= Georgia Koumará =

Greek composer

Georgia Koumará (born 1991 in Thessaloniki), is a Greek composer. She currently lives in Cologne. Her musical style plays with time (perceived, conceptual and measured), texture and energy, and her works are often quasi-theatrical in nature.

She was a student of Johannes Schöllhorn, Michalis Lapidakis, Kostas Siempis, Lenio Liatsou and Lilia Vaseiliadou.

Her 2012 work, astropedo, for voice and piano, is based on a text by Angelos Kyriou. The work explores various psychological states, some of them violent; the piano part is made percussive through the use of preparations, and the vocal part involves extensive use of extended vocal techniques.

In 2015, her orchestral work, Schrödinger's Cat, was performed by the WDR Orchestra, and was subsequently broadcast on WDR 3 on March 11, 2015.

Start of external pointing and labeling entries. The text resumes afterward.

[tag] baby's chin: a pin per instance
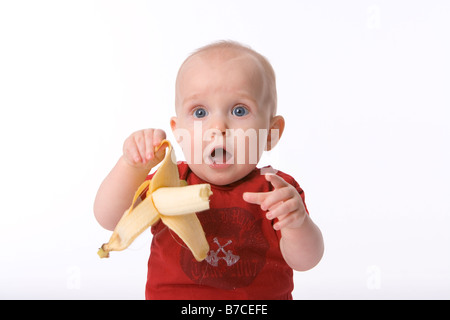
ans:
(222, 177)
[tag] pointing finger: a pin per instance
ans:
(255, 197)
(277, 181)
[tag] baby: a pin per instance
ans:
(257, 227)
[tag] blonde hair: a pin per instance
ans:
(269, 73)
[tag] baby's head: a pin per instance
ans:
(225, 104)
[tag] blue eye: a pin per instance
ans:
(200, 113)
(239, 111)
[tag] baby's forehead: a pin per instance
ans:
(216, 57)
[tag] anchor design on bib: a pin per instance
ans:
(213, 256)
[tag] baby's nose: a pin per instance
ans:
(219, 125)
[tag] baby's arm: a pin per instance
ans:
(301, 240)
(117, 190)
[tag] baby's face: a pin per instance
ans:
(222, 117)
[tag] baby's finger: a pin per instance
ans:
(277, 181)
(131, 152)
(282, 209)
(158, 137)
(148, 135)
(276, 196)
(139, 139)
(255, 197)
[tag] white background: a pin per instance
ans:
(363, 85)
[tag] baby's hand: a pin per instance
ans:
(139, 148)
(284, 203)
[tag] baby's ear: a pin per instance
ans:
(173, 123)
(173, 126)
(276, 130)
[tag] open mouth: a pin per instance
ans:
(220, 156)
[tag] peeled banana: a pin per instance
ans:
(167, 198)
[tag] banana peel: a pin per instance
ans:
(167, 198)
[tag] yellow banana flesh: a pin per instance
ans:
(179, 215)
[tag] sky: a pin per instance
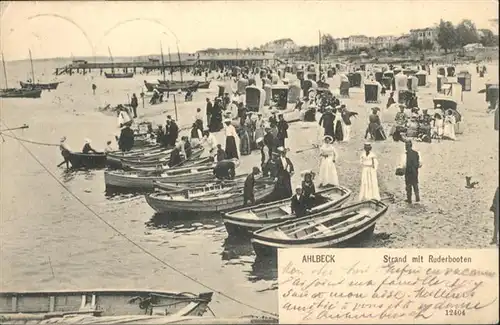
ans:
(132, 28)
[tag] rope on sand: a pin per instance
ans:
(30, 141)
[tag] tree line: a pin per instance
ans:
(449, 37)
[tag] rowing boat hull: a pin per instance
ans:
(207, 204)
(16, 306)
(118, 75)
(164, 186)
(92, 160)
(47, 86)
(134, 180)
(21, 93)
(266, 242)
(248, 220)
(151, 165)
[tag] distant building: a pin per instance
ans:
(384, 42)
(423, 34)
(281, 46)
(218, 58)
(403, 40)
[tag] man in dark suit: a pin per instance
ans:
(298, 203)
(282, 130)
(248, 194)
(285, 172)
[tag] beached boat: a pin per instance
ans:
(223, 198)
(90, 160)
(138, 180)
(330, 228)
(144, 319)
(169, 187)
(20, 93)
(152, 166)
(250, 219)
(43, 86)
(154, 154)
(203, 84)
(118, 75)
(43, 305)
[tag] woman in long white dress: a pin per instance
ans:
(369, 183)
(449, 125)
(327, 169)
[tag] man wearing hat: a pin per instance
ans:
(298, 204)
(326, 121)
(411, 162)
(65, 152)
(284, 174)
(232, 150)
(282, 127)
(248, 193)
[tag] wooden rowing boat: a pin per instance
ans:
(324, 229)
(31, 306)
(169, 187)
(153, 166)
(90, 160)
(43, 86)
(141, 320)
(247, 220)
(156, 154)
(150, 164)
(214, 198)
(138, 180)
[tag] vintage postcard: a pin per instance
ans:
(241, 162)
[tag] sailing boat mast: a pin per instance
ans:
(5, 72)
(319, 55)
(162, 63)
(32, 69)
(112, 61)
(171, 67)
(180, 64)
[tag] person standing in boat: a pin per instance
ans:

Her work, Walk in and Find Your Supper, was commissioned and premiered in 2016 by the German ensemble hand werk at Cologne's New Talents festival. Written for flute, clarinet, violin, cello and performer, the piece tells the story of a game, where the musicians start by only playing their instruments, when gradually the performer enters: he is searching for an object on stage, the musicians reveal that they know where it is, but they are teasing him, and the piece ends with the performer frustrated, surrounded by chaos, as the four musicians verbally taunt him.

In 2018, she wrote Dangerous Conjectures for the German ensemble Ascolta, which was premiered at ECLAT festival in Stuttgart. In the same year, she also wrote a piece for the German duo leise dröhnung, called Through Hell & High Water.